Mike Heritage FFF MCI UK

Fly casting and talking fly casting bollox

Retro

I started fishing in 1971, on my honeymoon. I had just paid for our wedding and we couldn’t afford to go away. I spotted a for sale advert in a local paper, fishing tackle £5. I bought it. A sit on tackle box, a fixed spool reel, floats, split shot and a solid glass rod. We married in August and we spent the next two weeks sitting on various parts of the royal military canal, Heather sunbathing and me catching the occassional gudgeon. I don’t recall when exactly fishing became an obsession, but it did. I am prone to obsessions. Anyway, of course I needed ‘proper gear’ and a rod was first on the list. After some homework I decided to buy a kit from Walkers of Hythe, A spit cane ‘Avon’, so I built my first rod. I still have it somewhere in the loft. I don’t remember why I bought split cane, fibre glass was around, the new super duper material for fishing rods. I fished with the Avon for some time, maybe a couple of years but I kept seeing people with their glass rods so I had to get one. I chose a fibre tube blank and built my second rod. I started beach fishing, I built a Glass beach rod bought from Going Bros in Southend as a kit. I bought a glass ABU something or other that had the fastest taper on the market at the time (I was obsessed by distance). Sometime in the mid/late seventies I was so obsessed by fishing that the close season was unbearable and I decided to give trout fishing a go to fill it. I bought another fibre tube blank and built a fly rod. I might tell you a story about that rod sometime. Fly fishing was just a filler in of the coarse close season. All during this period I was an avid reader of Angling Magazine which covered all aspects of fishing, coarse, sea and game. A brilliant magazine (I have the entire collection, even the pre Angling Creel magazine) edited by Brian Harris. There were reviews of the new wonder material, carbon fibre, but it was very expensive so I had no interest in buying a carbon rod, glass was fine with me, until, one day, I was fishing with Dave Collyer, who wrote the fly tying articles in Angling Magazine and he said he wanted to sell one of his carbon rods. Yes, of course I bought it. And every rod, for whatever purpose, has been carbon fibre ever since. For coming up to forty years I have only bought carbon rods.

Suddenly we seem to be going retro and Fibre Glass is the new kid in the block! I have cast a few of these things and, yes, they cast, but feel soft, noodley, tip heavy, horrible things, yuk, yuk, yuk. Why some people are raving about the bloody things is beyond my understanding. Or, it was until a couple of weeks ago when I cast another one. If I had been blindfolded and asked what I thought the rod was I think Glass Fibre would not have entered my head, there was nothing yucky about it.

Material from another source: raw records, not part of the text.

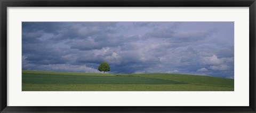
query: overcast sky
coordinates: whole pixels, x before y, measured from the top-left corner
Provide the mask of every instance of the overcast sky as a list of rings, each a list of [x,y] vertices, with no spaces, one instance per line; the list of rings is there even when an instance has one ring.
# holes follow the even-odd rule
[[[234,78],[233,22],[23,22],[22,69]]]

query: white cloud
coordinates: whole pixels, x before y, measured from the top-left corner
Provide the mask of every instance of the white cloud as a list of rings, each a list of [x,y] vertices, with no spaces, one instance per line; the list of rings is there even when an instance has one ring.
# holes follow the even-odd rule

When carbon was new there were some terrible rods being sold and it took years before it became difficult to find horrible rods (I used to look for them at shows but haven’t found one for years). Perhaps it will be the same with the new glass rods, there will be a lot of dross to wade through before they become consistantly good, like the one I cast. Time will tell if this is just going to be a marketing fad or we have a serious contender to carbon.